Considered the smallest country in main-land Africa, The Togo is located in West Africa bordered by Ghana to the west, Benin to the east and Burkina Faso to the north. It extends south to the Gulf of Guinea, where its capital Lomé is located and is the largest city and port.
Prior to 1884, Togo was an intermediate zone between the states of Asante and Dahomey, and the various ethnic groups lived in general isolation from each other. In 1905, Toga became the German colony of Togoland, but after Germany was defeated during World War I, British and French factions soon administered the land. Togo became an autonomous republic within the French Union in 1959, then a year later, French Togoland achieved independence from France.

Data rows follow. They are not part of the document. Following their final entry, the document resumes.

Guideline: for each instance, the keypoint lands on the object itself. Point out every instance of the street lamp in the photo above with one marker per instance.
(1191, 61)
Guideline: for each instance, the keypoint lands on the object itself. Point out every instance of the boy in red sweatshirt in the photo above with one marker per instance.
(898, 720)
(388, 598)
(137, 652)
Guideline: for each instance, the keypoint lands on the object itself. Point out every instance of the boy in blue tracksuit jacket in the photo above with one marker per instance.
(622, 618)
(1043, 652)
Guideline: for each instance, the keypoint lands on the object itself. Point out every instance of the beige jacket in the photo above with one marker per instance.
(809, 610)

In 1967, following a successful military coup, Gnassingbe Eyadema was named president, and he served for 38 years until his death in 2005; making Eyadema the longest-serving leader on the continent. Shortly thereafter his death, his son Faure Gnassingbe was elected president. Gnassingbe has won two more elections, in 2010 and 2015.
UNESCO Heritage site in Togo includes:
Koutammakou, the Land of the Batammariba in north-eastern Togo. Batamamariba people live in houses constructed of mud-towers.

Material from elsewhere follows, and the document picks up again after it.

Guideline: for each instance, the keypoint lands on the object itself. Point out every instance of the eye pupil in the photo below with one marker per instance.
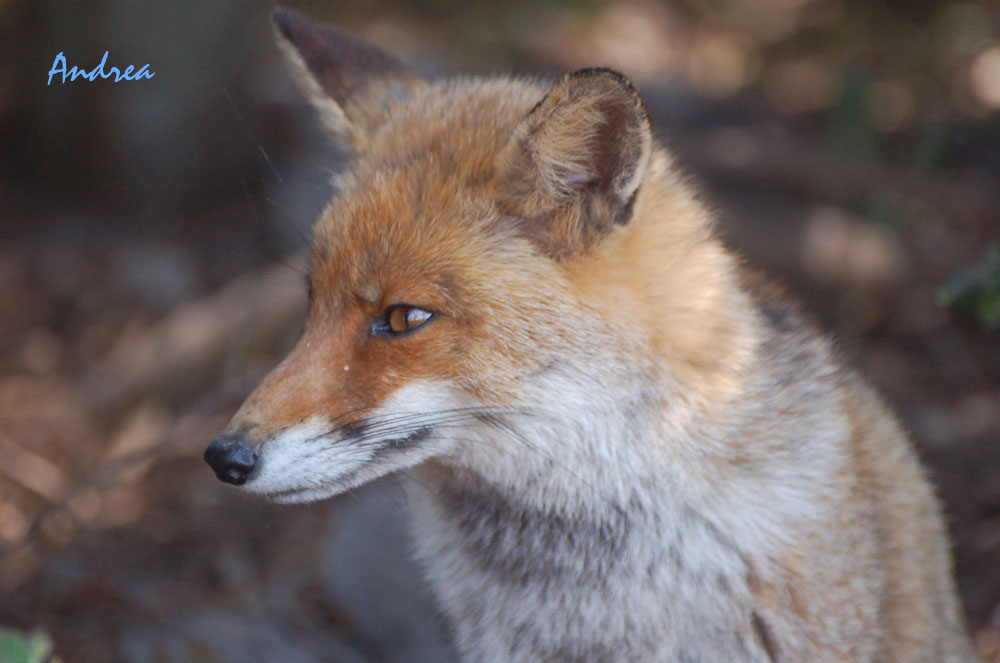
(400, 319)
(398, 322)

Togo’s major mineral resource is Phosphate and is one of the world's top five producers of phosphates, which are used in fertilizers.

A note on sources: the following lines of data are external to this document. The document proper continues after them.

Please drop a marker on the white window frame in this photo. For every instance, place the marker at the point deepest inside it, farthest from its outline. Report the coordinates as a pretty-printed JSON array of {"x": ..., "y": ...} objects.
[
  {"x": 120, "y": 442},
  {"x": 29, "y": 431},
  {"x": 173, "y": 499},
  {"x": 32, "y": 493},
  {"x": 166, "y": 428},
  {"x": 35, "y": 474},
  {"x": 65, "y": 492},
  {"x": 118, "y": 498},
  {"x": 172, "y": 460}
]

Limestone reserves are utilized primarily for cement production and also have substantial marble deposits, according to the Encyclopedia Britannica. Its economy is based primarily on commercial and subsistence agriculture, providing employment for 65% of the work force. Cotton, coffee and cocoa together generate about 40% of export earnings. According to the BBC, “the country has gained notoriety as a transit point for ivory poached elsewhere in the region. Poaching has risen in recent years across the continent, where well-armed criminal gangs kill elephants for tusks and rhino for their horns, before shipping them to Asia for use in ornaments and supposed medicine.”
There are about 30 ethnic groups, many of whom are immigrants from other parts of western Africa. The groups indigenous are the; Gur-speaking peoples: the Gurma; the Natimba, Dye, and Konkomba; the Tamberma; the Basari; the Moba; the Losso (Naudem); the Kabre and Logba; and the Lamba (Namba); a small number of Fulani; and the Kebu (Akebu). In the southwest the indigenous Kwa peoples also belonging to the central Togo group are the Kposo (Akposso), the Adele, and the Ahlo. The largest ethnic groups are the Ewe and Kabre and are also the two spoken indigenous languages designated politically as national languages in 1975.Tthe official language is French.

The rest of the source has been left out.